Does the breath of Baumeister’s father still tickle the back of his neck? After all, here’s the dictator’s son railing against political correctness; here he is seeking to understand how ordinary people become evil; defenestrating modern feminism; agitating for the representation of right-wing views in academia. Baumeister’s opinions may well come shielded by data, but what are the wounds that guide his analysis?
Does Roy fear becoming Rudy? Is he attempting to correct for that possibility by trusting only the methods of science? Does he find, in his psychology journals, the proximity to humanity’s true nature that his parents, and the Letters of St. Paul, failed to provide?
When I ask him if he’s undergone a drift rightwards since his student days, there’s a long silence.
“Oh, I don’t know,” he says. “I wouldn’t say that. In America there’s a third movement, the libertarians, who are trying to reduce government involvement and promote freedom. To me, they make a lot of sense.”
Once again Baumeister is assuming the pose of heretic—but it’s impossible to avoid the observation that the song he sings is one the political right knows by heart. He’s frustrated by left’s compulsion to look outside individuals for the causes of their problem, be it poverty or addiction. “I sometimes feel like our job is to make excuses for people,” he says. I mention that the “sense” of libertarianism is an ideology that—like the self-esteem movement he rejected—was highly influenced by another thinker who believed in the power of the will: Rand. “I’ve never read her stuff,” he says with a shrug.

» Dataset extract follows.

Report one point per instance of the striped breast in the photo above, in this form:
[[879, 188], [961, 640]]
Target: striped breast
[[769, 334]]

NOW 63, BAUMEISTER HAS TRAVELLED FAR from that room in Euclid. Today, as Francis Eppes Professor of Psychology at Florida State University, he’s received the Association for Psychological Science’s highest honor, the William James Award, and written or edited over 30 books on subjects as diverse as free will, masochism, and the meaning of life. His parents, meanwhile, are still alive and married. Susan says her father—who once scoffed at psychology—is proud of his son. “The fact that Roy got a Ph.D. and then became number one in his field, he loves that.”
But pride isn’t love. Susan remembers hearing about a theory that the most successful people in life are those who are still searching for their parents’ unconditional regard. “I don’t know that my father actually had the capacity to love,” she says. “That’s probably a lot of what’s behind Roy.”
Through his work, Baumeister has attempted not only to understand his father, but to escape him and the powerful influence of his ideas. Instead of political ideology, he adopts the methods and disciplines of science. But isn’t it true that all scientists, no matter what their intelligence or learning, believe their data is the best? Nobody is free from the unconscious pulls of instinct and bias. No matter how much we might resist it, we’re all political in the end. Perhaps Roy Baumeister’s greatest victory in his flight from Rudy is his refusal to view the world through the narrow prism of right and wrong. The truth, as he has learned, is that life is never so simple. There’s always a trade-off.
From certain upstairs windows in the house where Baumeister grew up, you could catch tantalizing glimpses of Lake Erie. His father loved sailing and swimming, but would never buy a property on the lakefront. It would be a poor investment, he argued. And what if a great storm blew in off the water? There was no control down there by the lake. It was safer where they were. When Baumeister moved back to Cleveland in 1991, he recalled his father’s warnings as he looked for a new place to live.
They made sense. But it was a trade-off. You could avoid the risks of being by the water, or you could experience the simple joy of waking up and seeing the lake spread out in front of you.
Roy and Dianne signed the purchase papers on Christmas Eve. Their new house was right on the shore.